Leblerin tek lâ’l ü lafzun tek dürr-i şehvar yoh Lâ’l ü gevher çoh lebün tek lâ’l-i gevher-bâr yoh lâ’l : kırmızı renkte kıymetli bir taş

Dudakların gibi lâ’l, sözlerin gibi kıymetli inci yok. Lâ’l ve inci çok ama dudağın gibi inci saçan lâ’l yok.

Ey gül ne acep silsile-i müşg-i terün var Ey serv ne hoş cân alıcı işvelerin var

Ey gül (yüzlü sevgili), ne acaip taze misk kokulu zincirin (saçın) var; ve ey servi (boylu sevgili) ne hoş can alıcı işvelerin var.

Ah eylediğim serv-i hırâmânın içindir Kan ağladığım gonce-i handânın içindir

Ah edişim salınan servi boyun içindir, kan ağlayışım gülen goncan içindir.
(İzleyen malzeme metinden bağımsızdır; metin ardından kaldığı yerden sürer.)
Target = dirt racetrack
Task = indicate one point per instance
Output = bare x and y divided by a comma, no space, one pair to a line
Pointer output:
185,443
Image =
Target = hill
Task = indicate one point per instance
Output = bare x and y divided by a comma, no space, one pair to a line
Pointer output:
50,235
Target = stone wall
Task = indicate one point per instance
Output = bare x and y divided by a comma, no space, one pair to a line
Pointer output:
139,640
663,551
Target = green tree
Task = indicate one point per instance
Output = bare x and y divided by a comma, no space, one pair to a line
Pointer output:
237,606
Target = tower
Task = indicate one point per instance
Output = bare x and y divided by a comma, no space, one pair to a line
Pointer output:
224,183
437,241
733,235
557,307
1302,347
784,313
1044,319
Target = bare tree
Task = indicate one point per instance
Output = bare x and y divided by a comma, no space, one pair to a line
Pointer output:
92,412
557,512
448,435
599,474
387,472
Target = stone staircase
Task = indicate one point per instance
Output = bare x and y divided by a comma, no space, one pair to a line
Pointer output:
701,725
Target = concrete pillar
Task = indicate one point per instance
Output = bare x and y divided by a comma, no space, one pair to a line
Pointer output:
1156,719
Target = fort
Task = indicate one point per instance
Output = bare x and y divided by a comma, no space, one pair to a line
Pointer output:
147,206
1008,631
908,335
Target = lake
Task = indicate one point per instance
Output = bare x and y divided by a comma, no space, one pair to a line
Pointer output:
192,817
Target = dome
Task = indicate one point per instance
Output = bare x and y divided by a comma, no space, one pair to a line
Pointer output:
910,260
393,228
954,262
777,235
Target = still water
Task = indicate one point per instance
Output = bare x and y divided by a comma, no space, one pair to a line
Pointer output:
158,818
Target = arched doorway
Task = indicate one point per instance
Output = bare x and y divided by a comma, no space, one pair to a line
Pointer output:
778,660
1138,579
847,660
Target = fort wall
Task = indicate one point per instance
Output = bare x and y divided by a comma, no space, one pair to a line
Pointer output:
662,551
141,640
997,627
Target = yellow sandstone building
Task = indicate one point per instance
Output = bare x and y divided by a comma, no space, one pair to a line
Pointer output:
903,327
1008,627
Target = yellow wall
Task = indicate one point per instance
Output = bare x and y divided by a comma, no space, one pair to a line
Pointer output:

Bu mısralar ilk bakışta Fuzuli’yi dağınık saçlı, gonca ağızlı, kirpikleri ok gibi, salınarak yürüyen servi boylu, dudakları lâ’l, dişleri inci gibi olan, saçları misk gibi kokan işveli bir güzele âşık gibi gösterir. Aşk’ın şiirin temel tema’sı konumunda olmasının Fuzuli’ye mahsus olmadığını, ayrıca sevgilinin bu fiziksel özelliklerinin diğer divan şairlerinde de sürekli kullanılan motifler olduğunu hatırlayınca konuyu daha bir derinlemesine inceleme, onun nasıl bir aşktan söz ettiğini iyi anlama ihtiyacı doğar. O zaman meselenin bu kadar da basit olmadığını farkederiz. Bir kere Fuzuli:

Yâ Rab bela-yı aşk ile kıl âşîna beni Bir dem bela-yı aşktan kılma cüdâ beni

Ya Rab, aşk belasıyla beni içli dışlı kıl, bir an bile aşk belasından beni ayırma

Gittikçe hüsnün eyle ziyâde nigârımın Geldikçe derdine beter et müptelâ beni

(Yanımdan) gidimce sevgilimin güzelliğini artır, gelince beni onun derdine daha çok müptela et

Gerçi canandan dil-i şeyda için kâm isterem Sorsa cânân bilmezem kâm-ı dil-i şeydâ nedir

Aşk derdiyle hoşem el çek ilacımdan tabib Kılma derman kim helâkim zehri dermanındadır

demekle aşk’ta vuslat hâline kesin bir karşı duruş sergilemektedir. Dahası, aşk derdine çare bulmak isteyecek olanı da düşman ilân etmekte;

Aşk derdiyle olur aşık mizâcı müstakîm Düşmenimdir dostlar, bu derde derman eyleyen.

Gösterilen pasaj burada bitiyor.